King. What king? What the hell was Charlie talking about?

He hurried over to the picture window, where a black BMW pulled up to the curb across the street, slightly behind the gathering crowd on the other side of the road. Louise and her attorney, Ray Garthe, got out.

Except it wasn’t Louise. Ian sensed the
bruja
inside of her, and if
he
could sense
her,
then she might be able to sense him, too. A state police car drew up behind them, a cop got out and joined them.

Louise gestured toward the crowd now gathered around the window, Garthe threw his arms out at his sides, as if in exasperation, and Ian turned to ask the travel agent if he could use the restroom. Just then, a teenage girl hurried in.

“Hey, you know what happened, Mom?” The girl rubbed her hands together to warm them. “Martin Luther King was assassinated.”

It’s true, it’s all true. King, dead.

There was no hysteria in the girl’s voice, no sadness, no regret, zero grasp of the implications. But, then, why should there be? Hibbing was predominately white, blue-collar. To them, King was just one of those rabble-rousing black dudes. He figured the reaction of his ex-wife would be pretty much the same—if she was cognizant of anything.

When mother and daughter went over to the window, Ian hastened away from them, to the back of the store where he’d seen Charlie, and out a rear door into an alley. He broke into a run, shoes slapping the cobblestones, and at the end of the alley turned right toward the main street, head down, mind racing, seizing and discarding options.
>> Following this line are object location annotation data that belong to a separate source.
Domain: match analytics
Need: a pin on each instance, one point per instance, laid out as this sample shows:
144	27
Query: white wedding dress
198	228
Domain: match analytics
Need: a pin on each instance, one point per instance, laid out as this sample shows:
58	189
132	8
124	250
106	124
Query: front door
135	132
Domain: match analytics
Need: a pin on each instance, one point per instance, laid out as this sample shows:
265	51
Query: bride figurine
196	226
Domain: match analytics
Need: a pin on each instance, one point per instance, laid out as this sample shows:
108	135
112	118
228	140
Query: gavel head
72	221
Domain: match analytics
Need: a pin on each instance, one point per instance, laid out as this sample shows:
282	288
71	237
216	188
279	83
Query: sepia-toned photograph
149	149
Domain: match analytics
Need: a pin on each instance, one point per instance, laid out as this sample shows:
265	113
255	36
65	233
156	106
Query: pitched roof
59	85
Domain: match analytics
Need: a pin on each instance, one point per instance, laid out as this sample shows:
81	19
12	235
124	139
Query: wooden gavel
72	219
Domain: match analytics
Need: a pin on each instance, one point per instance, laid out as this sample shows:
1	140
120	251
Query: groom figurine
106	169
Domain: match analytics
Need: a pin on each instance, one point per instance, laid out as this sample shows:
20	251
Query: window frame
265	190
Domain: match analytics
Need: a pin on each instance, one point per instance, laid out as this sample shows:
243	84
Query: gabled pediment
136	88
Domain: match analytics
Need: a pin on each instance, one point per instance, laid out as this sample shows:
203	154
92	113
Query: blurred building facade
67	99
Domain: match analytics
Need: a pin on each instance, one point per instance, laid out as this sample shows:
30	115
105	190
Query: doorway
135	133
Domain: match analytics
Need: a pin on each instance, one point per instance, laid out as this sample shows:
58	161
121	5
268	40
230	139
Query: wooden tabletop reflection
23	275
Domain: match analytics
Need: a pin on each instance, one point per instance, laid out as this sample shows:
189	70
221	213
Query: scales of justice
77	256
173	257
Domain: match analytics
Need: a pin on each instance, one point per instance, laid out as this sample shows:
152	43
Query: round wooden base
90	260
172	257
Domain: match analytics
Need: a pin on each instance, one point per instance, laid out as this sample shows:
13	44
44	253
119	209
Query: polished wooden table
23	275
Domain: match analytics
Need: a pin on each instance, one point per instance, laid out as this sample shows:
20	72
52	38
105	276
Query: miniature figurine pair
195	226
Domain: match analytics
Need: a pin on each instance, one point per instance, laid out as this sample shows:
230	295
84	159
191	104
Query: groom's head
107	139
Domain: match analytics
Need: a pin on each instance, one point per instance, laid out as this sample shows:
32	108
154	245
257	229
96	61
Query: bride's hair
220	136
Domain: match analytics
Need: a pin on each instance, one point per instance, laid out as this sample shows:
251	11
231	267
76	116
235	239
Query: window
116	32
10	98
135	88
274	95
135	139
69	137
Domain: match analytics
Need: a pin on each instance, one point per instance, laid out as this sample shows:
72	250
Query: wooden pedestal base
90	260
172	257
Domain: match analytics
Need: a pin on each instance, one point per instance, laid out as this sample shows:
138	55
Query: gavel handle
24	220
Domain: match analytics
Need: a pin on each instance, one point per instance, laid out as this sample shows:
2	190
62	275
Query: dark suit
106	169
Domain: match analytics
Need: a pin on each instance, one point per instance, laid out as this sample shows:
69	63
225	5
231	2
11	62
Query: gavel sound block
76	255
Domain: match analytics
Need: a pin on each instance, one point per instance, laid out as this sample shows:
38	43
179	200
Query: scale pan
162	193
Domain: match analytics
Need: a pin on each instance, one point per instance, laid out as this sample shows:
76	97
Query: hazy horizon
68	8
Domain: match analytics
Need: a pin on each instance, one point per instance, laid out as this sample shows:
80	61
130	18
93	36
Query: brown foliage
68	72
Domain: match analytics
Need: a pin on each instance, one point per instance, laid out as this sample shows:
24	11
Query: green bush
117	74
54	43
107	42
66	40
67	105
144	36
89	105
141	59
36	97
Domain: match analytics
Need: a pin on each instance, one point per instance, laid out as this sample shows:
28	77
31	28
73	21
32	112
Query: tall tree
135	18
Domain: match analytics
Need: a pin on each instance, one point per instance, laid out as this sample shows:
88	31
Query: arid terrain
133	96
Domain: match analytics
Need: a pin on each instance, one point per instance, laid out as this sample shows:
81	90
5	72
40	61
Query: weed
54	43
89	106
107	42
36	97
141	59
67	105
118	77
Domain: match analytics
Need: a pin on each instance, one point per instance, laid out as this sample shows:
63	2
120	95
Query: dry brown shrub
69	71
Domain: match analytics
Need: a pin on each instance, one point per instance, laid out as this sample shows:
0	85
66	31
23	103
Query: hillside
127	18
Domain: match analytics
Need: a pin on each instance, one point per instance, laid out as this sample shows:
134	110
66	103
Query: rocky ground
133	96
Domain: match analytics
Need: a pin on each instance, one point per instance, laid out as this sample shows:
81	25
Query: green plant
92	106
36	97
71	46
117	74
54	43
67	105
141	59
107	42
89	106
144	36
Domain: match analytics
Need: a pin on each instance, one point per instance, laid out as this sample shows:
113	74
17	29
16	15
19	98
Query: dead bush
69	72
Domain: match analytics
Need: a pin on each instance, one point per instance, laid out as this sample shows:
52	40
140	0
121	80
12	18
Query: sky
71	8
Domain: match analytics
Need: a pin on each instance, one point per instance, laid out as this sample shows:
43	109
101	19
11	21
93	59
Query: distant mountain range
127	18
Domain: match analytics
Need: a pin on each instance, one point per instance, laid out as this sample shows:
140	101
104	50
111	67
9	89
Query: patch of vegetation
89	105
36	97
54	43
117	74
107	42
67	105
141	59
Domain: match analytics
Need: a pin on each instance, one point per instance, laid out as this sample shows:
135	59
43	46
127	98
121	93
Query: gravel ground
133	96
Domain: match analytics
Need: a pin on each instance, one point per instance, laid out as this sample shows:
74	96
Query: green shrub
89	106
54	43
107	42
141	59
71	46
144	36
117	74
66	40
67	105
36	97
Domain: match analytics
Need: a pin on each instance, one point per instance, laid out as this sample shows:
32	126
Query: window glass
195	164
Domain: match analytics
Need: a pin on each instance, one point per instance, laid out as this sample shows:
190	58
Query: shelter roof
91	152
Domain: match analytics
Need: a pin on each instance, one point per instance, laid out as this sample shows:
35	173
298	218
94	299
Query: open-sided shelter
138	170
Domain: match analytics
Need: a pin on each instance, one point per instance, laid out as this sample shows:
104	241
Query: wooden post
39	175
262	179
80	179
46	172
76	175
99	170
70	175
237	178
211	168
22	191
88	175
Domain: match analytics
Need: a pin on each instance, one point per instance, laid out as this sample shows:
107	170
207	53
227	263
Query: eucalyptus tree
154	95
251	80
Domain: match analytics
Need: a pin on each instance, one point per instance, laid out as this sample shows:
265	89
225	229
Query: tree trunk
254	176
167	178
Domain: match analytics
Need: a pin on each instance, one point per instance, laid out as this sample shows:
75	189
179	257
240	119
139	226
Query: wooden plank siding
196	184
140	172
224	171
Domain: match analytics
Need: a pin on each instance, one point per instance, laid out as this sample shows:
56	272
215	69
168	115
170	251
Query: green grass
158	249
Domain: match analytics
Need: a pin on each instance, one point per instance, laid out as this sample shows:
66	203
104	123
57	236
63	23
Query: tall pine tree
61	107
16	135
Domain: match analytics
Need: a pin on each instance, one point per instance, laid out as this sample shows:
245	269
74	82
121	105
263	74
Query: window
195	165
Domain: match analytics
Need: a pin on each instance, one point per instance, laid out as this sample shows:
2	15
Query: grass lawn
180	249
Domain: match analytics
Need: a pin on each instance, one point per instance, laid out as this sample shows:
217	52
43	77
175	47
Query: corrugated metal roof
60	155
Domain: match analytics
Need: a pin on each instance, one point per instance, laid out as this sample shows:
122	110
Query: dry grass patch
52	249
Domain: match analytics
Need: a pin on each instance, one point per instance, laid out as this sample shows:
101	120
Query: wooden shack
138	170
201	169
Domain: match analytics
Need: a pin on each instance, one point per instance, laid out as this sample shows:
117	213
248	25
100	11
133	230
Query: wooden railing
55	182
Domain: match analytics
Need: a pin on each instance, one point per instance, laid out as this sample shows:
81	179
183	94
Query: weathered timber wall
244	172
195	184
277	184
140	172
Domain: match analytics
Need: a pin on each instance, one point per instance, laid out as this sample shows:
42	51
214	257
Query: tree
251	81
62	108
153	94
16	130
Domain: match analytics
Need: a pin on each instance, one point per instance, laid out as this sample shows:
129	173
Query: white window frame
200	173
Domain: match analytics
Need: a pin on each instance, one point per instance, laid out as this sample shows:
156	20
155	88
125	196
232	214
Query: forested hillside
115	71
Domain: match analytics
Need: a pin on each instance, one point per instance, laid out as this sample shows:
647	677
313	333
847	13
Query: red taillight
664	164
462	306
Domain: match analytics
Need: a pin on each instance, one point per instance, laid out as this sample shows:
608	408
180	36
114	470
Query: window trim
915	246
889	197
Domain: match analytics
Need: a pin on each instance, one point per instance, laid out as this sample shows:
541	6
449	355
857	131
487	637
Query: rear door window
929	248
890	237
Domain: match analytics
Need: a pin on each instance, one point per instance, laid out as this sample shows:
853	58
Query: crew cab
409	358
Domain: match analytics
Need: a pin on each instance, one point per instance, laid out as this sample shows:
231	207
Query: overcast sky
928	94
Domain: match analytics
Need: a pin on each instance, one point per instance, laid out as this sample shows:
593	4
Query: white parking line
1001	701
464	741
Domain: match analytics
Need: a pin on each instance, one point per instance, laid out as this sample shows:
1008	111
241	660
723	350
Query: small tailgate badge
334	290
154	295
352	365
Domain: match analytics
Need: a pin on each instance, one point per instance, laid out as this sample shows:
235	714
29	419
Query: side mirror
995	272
He paused at the end of the block, noting that the number of the curious and the puzzled had swelled. No blacks in the crowd, no one sobbing or protesting, but no one cheering, either. Just curiosity. Ian turned away from them and headed quickly toward the parking lot where he’d left the Renault.

Fortunately, the crowd was concentrated much farther down the main street, so he was able to drive out of the lot without running into an obstacle of cars or people. He took the first side street he reached and wended his way through several blue-collar neighborhoods, struggling to maintain the
speed limit. His fear ratcheted upward another notch. Since a
brujo
had gotten to Louise, had one taken Luke, too? He had to be sure. But how?